Flavor Bridges and Palate Cleansers
The beauty of this platter is that it teaches your mouth how to taste. The preserved lemon cuts through richness. The fresh herbs reset your palate between bites. The pickled onions add brightness where things might feel heavy. Cornichons provide crunch and acidity. As you build your combinations, notice how these elements work together. A bite of hummus is pleasant. A bite of hummus with preserved lemon and cilantro is a story. Understanding how flavors support each other makes you a better cook and a more intentional eater.

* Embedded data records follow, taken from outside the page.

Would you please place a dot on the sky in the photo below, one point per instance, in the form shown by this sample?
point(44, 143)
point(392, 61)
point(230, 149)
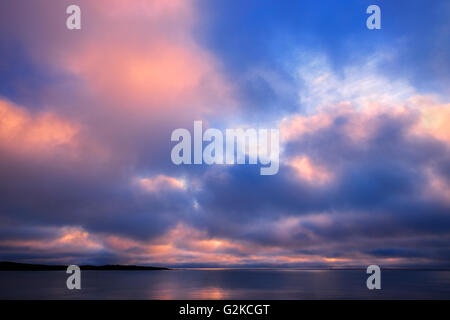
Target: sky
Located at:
point(86, 118)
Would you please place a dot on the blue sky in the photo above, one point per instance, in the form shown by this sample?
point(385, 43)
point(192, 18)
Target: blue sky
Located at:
point(86, 118)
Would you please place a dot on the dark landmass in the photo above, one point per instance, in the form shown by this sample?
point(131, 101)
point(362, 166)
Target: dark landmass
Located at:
point(13, 266)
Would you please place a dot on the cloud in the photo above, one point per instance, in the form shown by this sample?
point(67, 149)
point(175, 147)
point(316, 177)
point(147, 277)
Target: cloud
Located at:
point(85, 169)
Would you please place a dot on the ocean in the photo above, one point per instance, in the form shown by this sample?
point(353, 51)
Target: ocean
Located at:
point(226, 284)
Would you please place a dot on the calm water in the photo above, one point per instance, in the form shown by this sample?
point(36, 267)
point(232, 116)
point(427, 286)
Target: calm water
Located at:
point(225, 284)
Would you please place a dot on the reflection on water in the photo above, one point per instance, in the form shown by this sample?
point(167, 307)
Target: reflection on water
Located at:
point(226, 284)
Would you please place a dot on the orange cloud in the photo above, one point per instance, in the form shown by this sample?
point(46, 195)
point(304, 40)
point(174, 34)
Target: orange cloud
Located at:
point(22, 131)
point(161, 182)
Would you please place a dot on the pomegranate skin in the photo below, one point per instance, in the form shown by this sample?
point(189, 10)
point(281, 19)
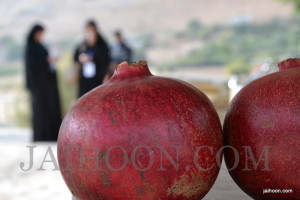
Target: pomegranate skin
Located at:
point(139, 117)
point(265, 117)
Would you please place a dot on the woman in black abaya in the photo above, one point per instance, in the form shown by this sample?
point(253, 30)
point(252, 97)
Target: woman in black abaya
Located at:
point(42, 84)
point(93, 58)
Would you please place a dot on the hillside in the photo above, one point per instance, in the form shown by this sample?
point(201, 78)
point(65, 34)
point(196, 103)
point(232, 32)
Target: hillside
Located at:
point(64, 19)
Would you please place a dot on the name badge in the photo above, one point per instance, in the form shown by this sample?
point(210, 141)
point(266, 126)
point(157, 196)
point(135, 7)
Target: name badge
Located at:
point(89, 70)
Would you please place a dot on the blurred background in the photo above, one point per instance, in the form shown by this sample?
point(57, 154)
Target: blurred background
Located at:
point(218, 46)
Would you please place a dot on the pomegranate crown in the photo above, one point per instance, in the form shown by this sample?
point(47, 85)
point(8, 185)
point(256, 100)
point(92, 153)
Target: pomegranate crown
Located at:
point(129, 70)
point(289, 63)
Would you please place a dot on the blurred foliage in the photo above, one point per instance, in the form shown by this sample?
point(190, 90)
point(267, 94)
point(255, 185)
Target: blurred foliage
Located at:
point(143, 42)
point(295, 2)
point(241, 44)
point(238, 66)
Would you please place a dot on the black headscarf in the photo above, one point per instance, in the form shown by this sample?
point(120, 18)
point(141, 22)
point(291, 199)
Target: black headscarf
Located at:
point(36, 28)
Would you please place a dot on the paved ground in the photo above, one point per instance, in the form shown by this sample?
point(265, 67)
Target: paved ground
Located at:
point(16, 184)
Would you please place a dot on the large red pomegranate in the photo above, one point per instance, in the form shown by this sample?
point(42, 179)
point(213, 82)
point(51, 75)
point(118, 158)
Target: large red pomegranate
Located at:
point(139, 137)
point(262, 129)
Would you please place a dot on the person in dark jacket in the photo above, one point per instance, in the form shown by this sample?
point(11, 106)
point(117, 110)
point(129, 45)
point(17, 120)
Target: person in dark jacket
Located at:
point(42, 84)
point(93, 58)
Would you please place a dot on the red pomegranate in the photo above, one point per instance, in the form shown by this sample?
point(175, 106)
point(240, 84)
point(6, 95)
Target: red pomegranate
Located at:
point(139, 137)
point(262, 131)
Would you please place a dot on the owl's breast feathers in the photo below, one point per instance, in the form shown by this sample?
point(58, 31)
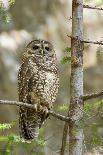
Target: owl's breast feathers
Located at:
point(37, 84)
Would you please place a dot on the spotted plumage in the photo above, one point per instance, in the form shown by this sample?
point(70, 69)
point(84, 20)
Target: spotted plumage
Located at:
point(38, 85)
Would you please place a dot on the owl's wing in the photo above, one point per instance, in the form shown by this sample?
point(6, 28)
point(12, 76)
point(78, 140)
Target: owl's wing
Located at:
point(24, 82)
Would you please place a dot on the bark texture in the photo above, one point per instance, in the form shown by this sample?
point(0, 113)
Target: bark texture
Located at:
point(76, 84)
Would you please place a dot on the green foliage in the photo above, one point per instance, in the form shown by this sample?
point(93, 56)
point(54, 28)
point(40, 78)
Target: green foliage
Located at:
point(13, 142)
point(4, 15)
point(66, 58)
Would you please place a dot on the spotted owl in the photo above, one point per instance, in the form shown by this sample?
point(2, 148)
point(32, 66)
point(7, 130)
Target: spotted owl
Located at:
point(38, 84)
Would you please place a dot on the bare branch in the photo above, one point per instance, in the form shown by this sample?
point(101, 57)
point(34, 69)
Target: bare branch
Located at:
point(88, 41)
point(65, 132)
point(52, 113)
point(90, 7)
point(91, 96)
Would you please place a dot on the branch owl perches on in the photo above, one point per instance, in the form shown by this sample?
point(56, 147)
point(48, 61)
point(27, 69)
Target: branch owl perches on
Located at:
point(38, 83)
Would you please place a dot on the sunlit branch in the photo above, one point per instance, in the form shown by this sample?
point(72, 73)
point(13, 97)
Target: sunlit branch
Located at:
point(91, 96)
point(52, 113)
point(91, 7)
point(88, 41)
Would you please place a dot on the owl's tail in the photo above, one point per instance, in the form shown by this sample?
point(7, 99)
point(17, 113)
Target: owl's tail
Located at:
point(29, 122)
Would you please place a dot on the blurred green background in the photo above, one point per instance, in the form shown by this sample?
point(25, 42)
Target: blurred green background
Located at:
point(24, 20)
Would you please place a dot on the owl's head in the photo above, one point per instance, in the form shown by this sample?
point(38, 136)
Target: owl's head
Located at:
point(40, 49)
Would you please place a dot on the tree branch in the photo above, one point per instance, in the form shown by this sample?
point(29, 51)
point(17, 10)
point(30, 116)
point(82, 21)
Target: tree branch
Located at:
point(88, 41)
point(91, 96)
point(91, 7)
point(52, 113)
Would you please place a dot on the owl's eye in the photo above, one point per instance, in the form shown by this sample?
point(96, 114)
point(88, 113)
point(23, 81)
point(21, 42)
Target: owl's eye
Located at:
point(35, 47)
point(47, 48)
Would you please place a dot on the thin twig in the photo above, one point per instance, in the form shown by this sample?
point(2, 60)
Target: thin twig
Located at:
point(65, 132)
point(87, 41)
point(91, 96)
point(52, 113)
point(91, 7)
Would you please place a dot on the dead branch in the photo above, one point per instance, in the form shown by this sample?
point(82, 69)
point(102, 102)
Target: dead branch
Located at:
point(88, 41)
point(91, 96)
point(91, 7)
point(52, 113)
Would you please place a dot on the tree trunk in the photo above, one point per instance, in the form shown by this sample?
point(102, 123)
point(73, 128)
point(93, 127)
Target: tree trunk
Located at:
point(76, 83)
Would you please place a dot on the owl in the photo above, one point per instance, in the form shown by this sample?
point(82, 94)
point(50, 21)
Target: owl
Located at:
point(38, 84)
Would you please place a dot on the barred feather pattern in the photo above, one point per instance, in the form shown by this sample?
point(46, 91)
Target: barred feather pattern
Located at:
point(38, 84)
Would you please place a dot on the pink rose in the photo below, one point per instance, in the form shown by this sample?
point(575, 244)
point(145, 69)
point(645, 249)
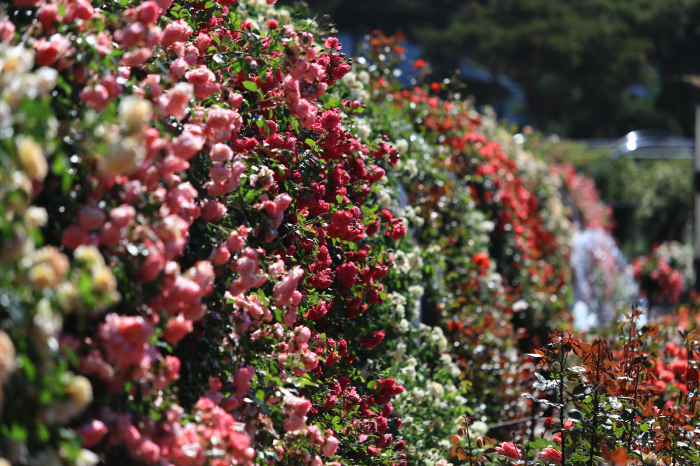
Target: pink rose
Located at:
point(509, 450)
point(7, 29)
point(213, 211)
point(551, 455)
point(148, 12)
point(330, 446)
point(176, 329)
point(93, 432)
point(91, 218)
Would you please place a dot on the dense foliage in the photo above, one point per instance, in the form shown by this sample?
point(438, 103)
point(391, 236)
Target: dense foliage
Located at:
point(223, 242)
point(582, 69)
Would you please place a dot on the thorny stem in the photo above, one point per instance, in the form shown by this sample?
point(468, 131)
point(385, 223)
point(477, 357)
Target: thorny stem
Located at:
point(594, 435)
point(469, 442)
point(562, 362)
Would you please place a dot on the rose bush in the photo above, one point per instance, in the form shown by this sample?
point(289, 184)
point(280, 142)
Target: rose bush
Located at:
point(225, 243)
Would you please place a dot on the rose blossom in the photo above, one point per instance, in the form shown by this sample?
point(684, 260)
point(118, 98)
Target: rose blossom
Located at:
point(552, 455)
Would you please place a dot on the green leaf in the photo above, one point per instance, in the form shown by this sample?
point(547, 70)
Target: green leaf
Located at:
point(251, 86)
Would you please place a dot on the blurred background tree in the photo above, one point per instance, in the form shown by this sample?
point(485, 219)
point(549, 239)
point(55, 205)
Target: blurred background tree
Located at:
point(579, 68)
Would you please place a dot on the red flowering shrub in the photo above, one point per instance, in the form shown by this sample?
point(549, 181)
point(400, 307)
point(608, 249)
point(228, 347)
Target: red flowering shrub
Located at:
point(207, 259)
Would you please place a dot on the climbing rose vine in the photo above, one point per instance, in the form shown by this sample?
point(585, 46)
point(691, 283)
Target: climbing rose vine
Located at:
point(223, 243)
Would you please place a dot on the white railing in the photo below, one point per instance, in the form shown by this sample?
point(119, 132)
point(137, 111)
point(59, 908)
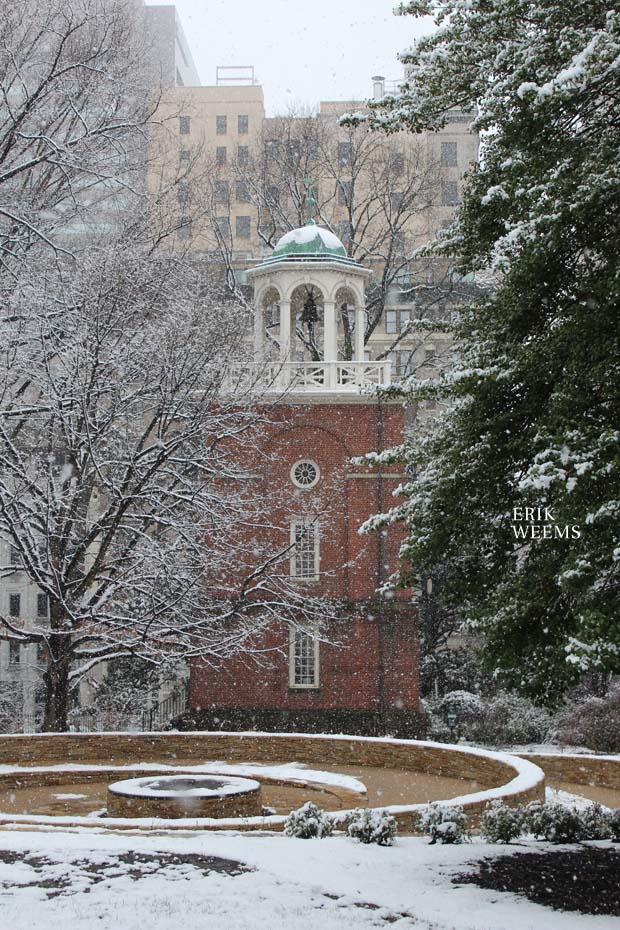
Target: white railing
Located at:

- Always follow a rich dip with something acidic or fresh to reset your palate
- Nuts and seeds add texture contrast that makes every bite interesting
- The bread is the bridge between all flavors—choose sturdy enough bread that won't crumble under the weight of multiple dips
Save This platter is more than an appetizer—it's an invitation. An invitation to slow down, to taste carefully, to share flavors and moments with people you care about. Every time you arrange it, you're creating a small edible work of art that exists for the joy of bringing people together.
Recipe Q&A Section
- → What types of dips are used in this platter?
The platter includes classic hummus, baba ganoush, spicy muhammara, and creamy labneh drizzled with olive oil and zaatar.
- → Can this platter accommodate dietary restrictions?
Yes, it can be made vegetarian and gluten-free by using gluten-free crackers and plant-based yogurt alternatives.
- → How are the vegetables prepared for this mosaic?
Vegetables are marinated or roasted, including artichoke hearts, roasted red peppers, Moroccan carrot salad, and preserved lemon slices.
- → What nuts and seeds are included?
The platter features roasted almonds, pistachios, and toasted sesame seeds to add texture and flavor.
- → How should the platter be assembled for presentation?
Arrange dips, vegetables, pickles, olives, nuts, and garnishes tightly on a large tray to mimic a colorful mosaic pattern.
- → Are there any suggested pairings with this platter?
This platter pairs well with Moroccan mint tea or crisp white wines to enhance the flavors.